Ford Motor Co said it would recall about 144,000 F-150 models in the United States and Canada from the 2005 and 2006 model years over a risk that airbags could deploy because of a short circuit.
The auto maker said a mistake in the assembly of the trucks at its Norfolk, Virginia, plant could cause an airbag wire in the steering wheel to short circuit.
Ford said that it had received an unspecified number of complaints about the airbag problem. In most cases, it said, airbags had deployed just a few seconds after the trucks were started.
A recall notice was not immediately posted on the National Highway Traffic Safety Administration's website, and it was not immediately clear how many drivers had complained of the problem or if there had been any reports of related injuries.

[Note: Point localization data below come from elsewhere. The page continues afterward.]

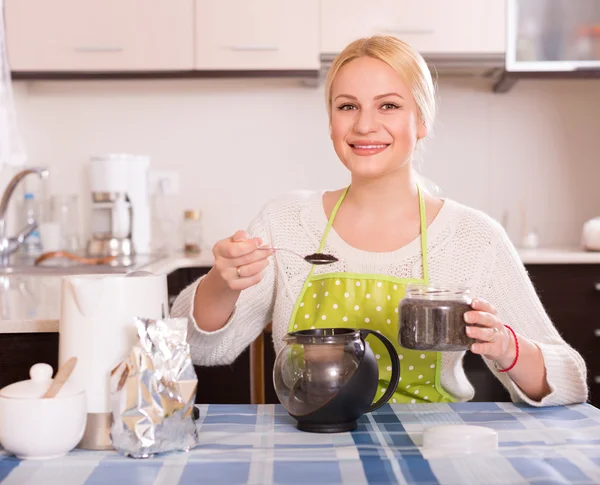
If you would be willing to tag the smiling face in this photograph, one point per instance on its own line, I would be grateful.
(375, 122)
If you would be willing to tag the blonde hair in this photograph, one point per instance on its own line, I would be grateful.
(406, 61)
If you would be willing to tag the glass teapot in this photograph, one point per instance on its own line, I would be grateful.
(327, 378)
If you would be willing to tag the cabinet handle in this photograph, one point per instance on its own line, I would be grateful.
(99, 48)
(254, 47)
(387, 30)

"Ford is aware of one customer that jumped from the vehicle after a deployment that occurred in a driveway," the company said in a statement.
The F-150 is the top-selling vehicle in the United States and Ford's dominance of the lucrative truck market has contributed to its turnaround under Chief Executive Alan Mulally.
Ford said it would notify owners of the vehicles covered by the recall in early March.
The auto maker said it expected that the repair to replace the potentially flawed wiring harness would take less than half a day and would be done at no charge at Ford dealerships.
Ford said that most of the vehicles with the flawed wire appeared to have been built during the first shift working at the Norfolk plant from November 2004 to June 2005.
In cases where the airbag has deployed in the trucks, Ford said that a warning light had been illuminated notifying driver's that the vehicle needed service.